Much of the focus at Bundy's appearances, including commentary from audience members, however, remains focused on the government's response to the novel coronavirus pandemic.

He emphasizes his organization's involvement in two incidents — including a protest at a Vancouver, Wash.-area hospital in late January over an elderly women who was held in quarantine after refusing a COVID-19 test — to show its capabilities.

Local media reports noted the Washington hospital was briefly placed on lockdown during the incident.

In a talk last night in St. George, Utah — accompanied by his brother Ryan Bundy — Ammon Bundy also repeated conspiracy theories about a dearth of scientific findings on the COVID-19 virus.

"They still have not isolated the COVID virus," Bundy incorrectly asserted.

During his speech Tuesday in Richfield, Utah — part of an event promoted as the "Preparedness Fest" — Bundy derided face masks as a "political agenda."

"We don't have the option to just put on the mask," he asserted. He later added: "I'm not trying to be rebellious. I'm not trying to foster a rebellion. I'm not trying to cause a bloody civil war, I'm only trying to preserve the rights, which God give us."

New jury trial

Bundy also addressed his upcoming jury trial in state court, where he could face up to a year in prison if convicted on two misdemeanor charges of trespassing and resisting or obstructing officers.

He was arrested at the Idaho Capitol on two consecutive days last August during protests against COVID-19 restrictions, and state officials subsequently banned him for one year from the Legislature building and grounds.
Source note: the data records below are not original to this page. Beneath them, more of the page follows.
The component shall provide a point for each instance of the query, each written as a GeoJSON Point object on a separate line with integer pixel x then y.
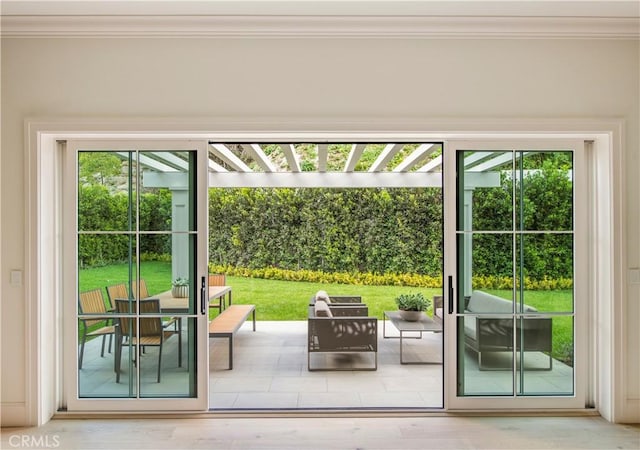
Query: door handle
{"type": "Point", "coordinates": [450, 295]}
{"type": "Point", "coordinates": [203, 297]}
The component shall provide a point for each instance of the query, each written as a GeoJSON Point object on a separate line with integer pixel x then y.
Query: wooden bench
{"type": "Point", "coordinates": [228, 322]}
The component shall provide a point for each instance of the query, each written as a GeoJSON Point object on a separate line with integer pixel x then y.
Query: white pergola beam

"I think the Lord will protect me, and I think I'll be able to expose a whole bunch of corruption," Bundy asserted. A jury trial is set to begin Monday morning before Ada County Magistrate Judge David Manweiler (E&E News PM, Dec. 23, 2020).

Bundy, who refused a plea agreement that would have required 15 hours of public service and $315 in court fees, recounted his arrest with relish in remarks in St. George last night.
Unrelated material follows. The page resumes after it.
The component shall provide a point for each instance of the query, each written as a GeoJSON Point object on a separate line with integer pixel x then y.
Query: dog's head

Recounting one incident, Bundy described how he went limp went arrested, prompting officers to place him in a rolling office chair to remove him from the building.

"They got a roller chair and put me in it and rolled me out," Bundy said, prompting loud laughter from the crowd at the Red Lion Hotel. "What did the media report? The media reported that I handcuffed myself to a roller chair. They're like, 'What an idiot.' ... If I'm going to handcuff myself to something, I'm not going to do it behind my back."

Bundy has also been critical of public health limitations that have required pretrial hearings to be held virtually.

"I talked to the judge, but I received due process through a camera and a microphone, that's what we've been reduced to. The people, all of us, have been reduced," Bundy asserted.